Kemudian dia mengambilkan novel Hujan dari rak novel fiksinya, menyerahkannya padaku.
“Baca saja novel ini”. Dia pergi begitu saja, meninggalkanku yang masih bingung dengan situasi ini.
Seminggu setelahnya dia sama sekali tak menggangguku. Tak mengajakku bicara. Bahkan sengaja menghindariku.
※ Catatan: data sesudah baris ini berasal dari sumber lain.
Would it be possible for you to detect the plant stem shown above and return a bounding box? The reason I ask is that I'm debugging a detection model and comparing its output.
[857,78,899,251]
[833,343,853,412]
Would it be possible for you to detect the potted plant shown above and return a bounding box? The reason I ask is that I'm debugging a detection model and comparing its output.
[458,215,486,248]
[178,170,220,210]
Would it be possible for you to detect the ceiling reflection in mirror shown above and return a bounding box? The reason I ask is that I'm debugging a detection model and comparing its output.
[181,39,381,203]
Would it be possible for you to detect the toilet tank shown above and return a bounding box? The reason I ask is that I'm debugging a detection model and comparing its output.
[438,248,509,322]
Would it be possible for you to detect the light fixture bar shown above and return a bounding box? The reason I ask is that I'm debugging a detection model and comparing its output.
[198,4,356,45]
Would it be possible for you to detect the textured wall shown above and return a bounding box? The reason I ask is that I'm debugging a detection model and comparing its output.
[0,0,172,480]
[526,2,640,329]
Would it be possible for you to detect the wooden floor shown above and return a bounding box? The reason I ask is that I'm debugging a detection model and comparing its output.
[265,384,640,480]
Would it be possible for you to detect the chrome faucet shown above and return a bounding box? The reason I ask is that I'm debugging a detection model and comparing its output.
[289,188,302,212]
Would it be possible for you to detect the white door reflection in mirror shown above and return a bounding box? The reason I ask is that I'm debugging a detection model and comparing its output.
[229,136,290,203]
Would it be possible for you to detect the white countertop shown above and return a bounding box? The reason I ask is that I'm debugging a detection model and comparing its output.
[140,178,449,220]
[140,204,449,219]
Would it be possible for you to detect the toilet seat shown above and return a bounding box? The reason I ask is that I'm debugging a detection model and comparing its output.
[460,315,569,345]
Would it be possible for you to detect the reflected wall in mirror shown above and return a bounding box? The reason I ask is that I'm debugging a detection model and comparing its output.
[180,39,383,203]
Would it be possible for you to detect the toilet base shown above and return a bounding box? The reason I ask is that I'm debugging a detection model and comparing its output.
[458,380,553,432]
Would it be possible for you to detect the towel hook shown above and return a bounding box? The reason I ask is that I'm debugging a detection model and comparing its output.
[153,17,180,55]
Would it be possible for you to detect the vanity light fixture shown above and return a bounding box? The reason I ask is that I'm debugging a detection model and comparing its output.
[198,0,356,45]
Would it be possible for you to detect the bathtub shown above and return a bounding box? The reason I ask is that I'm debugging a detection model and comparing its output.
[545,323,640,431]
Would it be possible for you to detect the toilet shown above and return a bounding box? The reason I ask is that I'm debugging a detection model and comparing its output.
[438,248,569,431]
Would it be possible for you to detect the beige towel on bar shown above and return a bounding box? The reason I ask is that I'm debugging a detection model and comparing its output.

Entah sampai kapan dia akan begitu kalau aku tak mulai bicara padanya.
Dia baru mau mendengarku saat aku berhasil memitingnya, mengunci posisinya agar dia tak bisa lari menghindar.
“Cukup Ali. Kenapa kau harus semalu itu. Kau bahkan tak malu saat dulu tiba-tiba menyerangku. Aku tak akan membahasnya kalau kau tak nyaman dengan itu”.
Ali perlahan menatapku saat aku melepaskannya. Sungguh, jika ini situasi normal aku akan terpingkal melihat ekspresi lucunya. Dia mengusap belakang kepalanya_gestur khasnya saat salah tingkah.
Aku menempeleng kepalanya agar dia sadar.
“Jangan pasang ekspresi seperti itu lagi. Benar-benar tak cocok untukmu”.
Sore itu kami tertawa bersama dengan wajah dan tubuh penuh debu sisa perkelahian. Kami bukan lagi anak kecil usia 9 tahun. Meski begitu kami sama-sama paham, saat ini bukan waktu yang tepat untuk serius soal perasaan.